COVID-19 and Health Care
2020 was another catalyst year. BLM would make headlines again on a global scale starting with bringing awareness to the injustices in the quality of care during the COVID-19 pandemic. Black, Indigenous, and Hispanic communities saw higher rates of infection (Black Americans made up 25% of deaths from Covid-19 in the US though they make up a little under 13% of the US population), but lower quality of care, which BLM brought attention to.
They also bore the brunt of the economic crisis as Black Americans faced continued discrimination in the work sectors with low wages and business shutdowns. Black Lives Matter set up web resources for Black communities to access care and financial relief as well as organized protests to #CancelRent to protect vulnerable people.
Police Brutality Continues
In February, the world learned about Ahmaud Arbery, who was shot by vigilantes while out for a jog. Black Lives Matter staged protests, calling for the arrests of the 3 men, and put pressure on the DA to press charges. In May, the men were arrested. But soon after, the world learned of Breonna Taylor and George Floyd.
George Floyd is a spark that put BLM back in the news with the largest protest to be held in the United States to date. The video of George Floyd’s death due to Minneapolis police negligence and brutality was shown around the world, with solidarity marches being staged by BLM global chapters and human rights coalitions in many major cities. Due to the overwhelming pressure from BLM and its supporters, the 4 police officers were arrested.

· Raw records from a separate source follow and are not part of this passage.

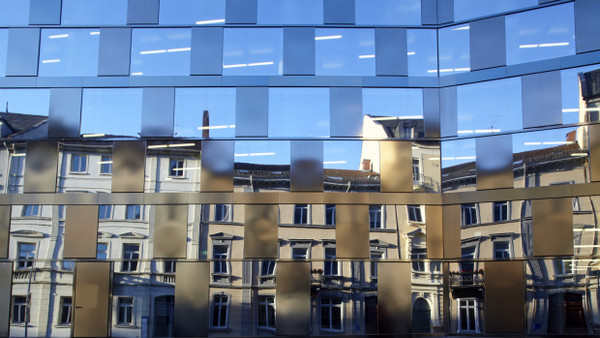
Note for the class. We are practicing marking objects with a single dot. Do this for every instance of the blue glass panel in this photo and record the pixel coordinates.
(454, 50)
(25, 101)
(164, 51)
(192, 12)
(190, 104)
(298, 112)
(421, 52)
(541, 34)
(345, 51)
(14, 12)
(69, 52)
(467, 9)
(114, 111)
(94, 12)
(290, 12)
(490, 107)
(253, 51)
(388, 12)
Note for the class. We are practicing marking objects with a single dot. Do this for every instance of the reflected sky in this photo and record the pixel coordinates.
(94, 12)
(192, 12)
(541, 34)
(190, 104)
(299, 112)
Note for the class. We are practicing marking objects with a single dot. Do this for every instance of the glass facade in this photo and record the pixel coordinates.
(293, 168)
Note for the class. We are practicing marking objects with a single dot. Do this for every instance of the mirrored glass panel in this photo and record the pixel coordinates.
(489, 107)
(388, 12)
(94, 12)
(422, 50)
(111, 111)
(253, 51)
(454, 49)
(69, 52)
(345, 51)
(299, 112)
(261, 166)
(205, 112)
(192, 12)
(467, 9)
(393, 113)
(290, 12)
(541, 34)
(164, 51)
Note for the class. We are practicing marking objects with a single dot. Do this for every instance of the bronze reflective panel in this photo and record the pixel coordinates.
(170, 231)
(81, 231)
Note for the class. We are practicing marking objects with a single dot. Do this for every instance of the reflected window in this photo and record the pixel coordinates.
(541, 34)
(331, 313)
(500, 211)
(64, 316)
(414, 213)
(469, 214)
(266, 312)
(348, 51)
(19, 309)
(253, 51)
(164, 51)
(125, 310)
(78, 163)
(133, 212)
(376, 216)
(26, 252)
(301, 214)
(220, 311)
(131, 254)
(330, 214)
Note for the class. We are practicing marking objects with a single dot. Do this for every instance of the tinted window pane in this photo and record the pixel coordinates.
(256, 51)
(466, 9)
(191, 119)
(69, 52)
(190, 12)
(94, 12)
(299, 112)
(112, 111)
(161, 51)
(490, 107)
(454, 50)
(286, 12)
(345, 51)
(421, 52)
(540, 34)
(388, 12)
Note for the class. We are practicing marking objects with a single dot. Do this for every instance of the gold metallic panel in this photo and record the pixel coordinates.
(395, 161)
(494, 162)
(394, 297)
(129, 160)
(594, 143)
(352, 231)
(191, 299)
(170, 231)
(451, 229)
(306, 170)
(81, 231)
(217, 166)
(92, 299)
(504, 297)
(41, 165)
(261, 231)
(435, 234)
(552, 227)
(5, 288)
(293, 299)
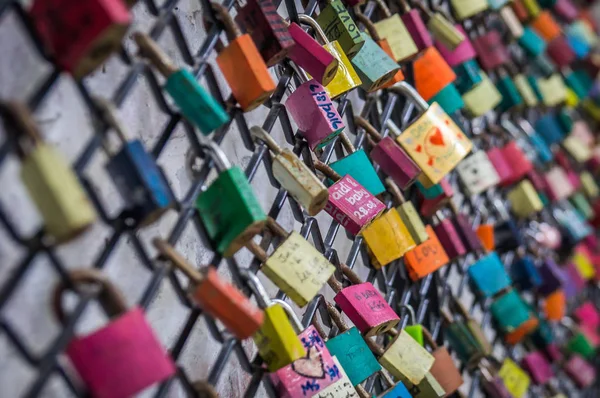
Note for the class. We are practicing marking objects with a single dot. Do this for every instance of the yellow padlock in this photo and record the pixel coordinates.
(346, 77)
(387, 238)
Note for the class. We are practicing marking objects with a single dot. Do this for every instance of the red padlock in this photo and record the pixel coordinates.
(122, 358)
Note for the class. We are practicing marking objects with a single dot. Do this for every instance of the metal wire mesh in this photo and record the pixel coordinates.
(426, 296)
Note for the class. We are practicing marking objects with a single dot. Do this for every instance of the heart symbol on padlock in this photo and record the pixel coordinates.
(310, 366)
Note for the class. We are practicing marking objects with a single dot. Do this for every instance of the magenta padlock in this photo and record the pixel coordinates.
(461, 54)
(491, 51)
(315, 114)
(560, 52)
(580, 371)
(538, 367)
(517, 161)
(500, 164)
(122, 358)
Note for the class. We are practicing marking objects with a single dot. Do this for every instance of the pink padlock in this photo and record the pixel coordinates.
(314, 113)
(364, 305)
(122, 358)
(461, 54)
(580, 371)
(538, 367)
(311, 373)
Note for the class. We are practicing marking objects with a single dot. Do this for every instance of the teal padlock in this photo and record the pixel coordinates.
(351, 350)
(531, 42)
(194, 102)
(232, 224)
(358, 166)
(468, 75)
(373, 66)
(449, 99)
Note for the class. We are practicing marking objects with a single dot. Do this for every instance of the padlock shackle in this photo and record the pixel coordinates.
(150, 50)
(260, 134)
(110, 298)
(18, 120)
(310, 21)
(368, 127)
(169, 253)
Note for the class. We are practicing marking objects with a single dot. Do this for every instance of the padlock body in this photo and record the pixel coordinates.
(315, 114)
(140, 182)
(296, 178)
(351, 205)
(246, 72)
(354, 355)
(57, 193)
(197, 105)
(367, 309)
(298, 269)
(78, 47)
(259, 18)
(230, 227)
(122, 358)
(387, 239)
(276, 340)
(395, 162)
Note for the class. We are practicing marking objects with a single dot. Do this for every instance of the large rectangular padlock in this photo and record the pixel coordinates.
(295, 266)
(122, 358)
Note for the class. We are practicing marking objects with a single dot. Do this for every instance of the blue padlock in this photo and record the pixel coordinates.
(488, 275)
(140, 182)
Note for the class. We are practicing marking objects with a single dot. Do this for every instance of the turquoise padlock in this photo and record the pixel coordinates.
(359, 167)
(510, 94)
(468, 75)
(531, 42)
(488, 275)
(509, 311)
(449, 99)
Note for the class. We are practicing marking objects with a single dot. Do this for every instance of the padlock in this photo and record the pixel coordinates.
(135, 172)
(488, 275)
(313, 111)
(295, 265)
(387, 239)
(259, 18)
(392, 29)
(434, 141)
(415, 25)
(194, 102)
(363, 304)
(388, 155)
(346, 77)
(338, 25)
(50, 181)
(122, 358)
(525, 201)
(241, 64)
(277, 339)
(351, 349)
(350, 204)
(482, 98)
(426, 258)
(515, 379)
(294, 175)
(443, 370)
(408, 214)
(477, 173)
(229, 227)
(80, 36)
(218, 298)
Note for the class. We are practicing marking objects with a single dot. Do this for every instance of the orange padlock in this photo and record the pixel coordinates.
(432, 73)
(545, 25)
(241, 64)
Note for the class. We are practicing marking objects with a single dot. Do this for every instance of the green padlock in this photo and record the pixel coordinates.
(339, 25)
(229, 209)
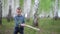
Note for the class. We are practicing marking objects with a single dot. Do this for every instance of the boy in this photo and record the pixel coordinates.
(19, 22)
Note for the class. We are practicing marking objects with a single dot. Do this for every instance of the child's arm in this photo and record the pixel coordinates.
(23, 22)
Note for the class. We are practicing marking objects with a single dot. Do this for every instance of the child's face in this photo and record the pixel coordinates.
(18, 12)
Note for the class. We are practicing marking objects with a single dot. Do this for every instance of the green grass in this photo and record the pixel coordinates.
(47, 26)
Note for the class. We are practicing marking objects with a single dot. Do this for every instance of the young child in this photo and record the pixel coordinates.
(19, 22)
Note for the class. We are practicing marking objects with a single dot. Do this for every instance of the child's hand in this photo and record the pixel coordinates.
(23, 25)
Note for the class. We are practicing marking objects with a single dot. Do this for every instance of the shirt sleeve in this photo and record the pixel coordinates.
(15, 20)
(23, 20)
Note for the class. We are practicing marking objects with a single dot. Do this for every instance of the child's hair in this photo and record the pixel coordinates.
(19, 8)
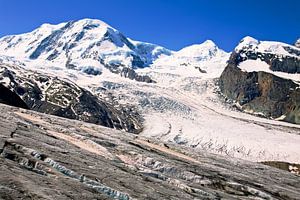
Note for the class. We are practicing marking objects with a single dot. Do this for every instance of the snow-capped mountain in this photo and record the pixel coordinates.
(91, 45)
(205, 58)
(264, 78)
(182, 105)
(86, 45)
(297, 44)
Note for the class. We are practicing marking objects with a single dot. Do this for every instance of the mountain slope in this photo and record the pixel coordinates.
(86, 45)
(264, 77)
(53, 95)
(46, 157)
(182, 105)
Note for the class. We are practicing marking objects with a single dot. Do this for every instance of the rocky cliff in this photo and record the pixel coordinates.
(52, 95)
(46, 157)
(272, 89)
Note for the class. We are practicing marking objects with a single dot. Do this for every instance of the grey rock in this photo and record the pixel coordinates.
(260, 91)
(51, 95)
(55, 158)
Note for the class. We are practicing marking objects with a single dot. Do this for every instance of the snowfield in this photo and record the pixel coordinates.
(183, 106)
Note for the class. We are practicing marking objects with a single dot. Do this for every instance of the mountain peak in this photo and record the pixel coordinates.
(247, 42)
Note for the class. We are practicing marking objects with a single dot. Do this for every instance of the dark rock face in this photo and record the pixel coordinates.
(297, 44)
(58, 97)
(10, 98)
(46, 157)
(263, 92)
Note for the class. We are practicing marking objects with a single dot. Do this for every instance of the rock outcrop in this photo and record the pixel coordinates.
(263, 92)
(53, 95)
(297, 44)
(46, 157)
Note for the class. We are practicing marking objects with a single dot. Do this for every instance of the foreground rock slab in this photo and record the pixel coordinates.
(47, 157)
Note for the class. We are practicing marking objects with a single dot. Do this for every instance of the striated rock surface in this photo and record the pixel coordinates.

Breonna Taylor was an EMT who was killed in her home on a No-Knock warrant for another individual. At the time of publishing, the officers still have not been arrested. BLM is currently petitioning the Louisville PD and working to get justice for Breonna and her family. Due to overwhelming pressure and support, Breonna’s Law was enacted to end No-Knock warrants and require the use of body cams.
Present Day Initiatives.
BLM modified the original Campaign Zero to the #8can’twait to demand the defunding and reallocation of funds to police forces. During the protests, BLM arranged bailout funds for protesters, arranged for legal representation and works closely with various coalitions to organize safe protests during a pandemic.
In June, under the guidance of the Black Visions Collective, Reclaim the Block, and BLM activists, Minneapolis city council voted to defund it’s police force and employ a non-violent approach to non-violent crimes. In LA, the police budget was slashed by 100 million dollars. Soon other cities began to follow suit. School districts also severed ties to police forces in San Francisco, Minneapolis, Seattle, and many other districts across the country due to pressure from the Black communities.
In July, Movement for Black Lives (M4BL) put forward legislation; supported by Congresswoman Ayanna Pressley and Congresswoman Rashida Tlaib; called the Breathe Act. This legislation would divest and reallocate police funding into Black communities. It is currently before congress.
Black Lives Matter has also put pressure on the electoral system in several states to allow absentee voting due to the pandemic and the lack of polling stations in Black neighborhoods. They also continue to discuss the issue of the closing of polling stations and access in Black neighborhoods. BLM also has staged several voting drives, to encourage the Black community to vote and make their voices heard. M4BL also has an ongoing campaign for Project 2024 – Black Power Rising. This campaign encourages Black communities to run for positions of power in their communities and provides them with tools to help them.
There is a lot going on in the world today, and BLM is still making moves and changing the world for Black communities and, I believe, will continue to do so. This is by no means a comprehensive look at this massive movement that has deep historic roots. While racist monuments fall and protests rage on, it is important to remember that Black Lives Matter is not just a regulated set group of people in any one place, at any one time. It is organic and is constantly evolving and changing. One thing that is consistent in the history of this monolithic movement, is that Black Lives STILL Matter. Yesterday. Today. Always.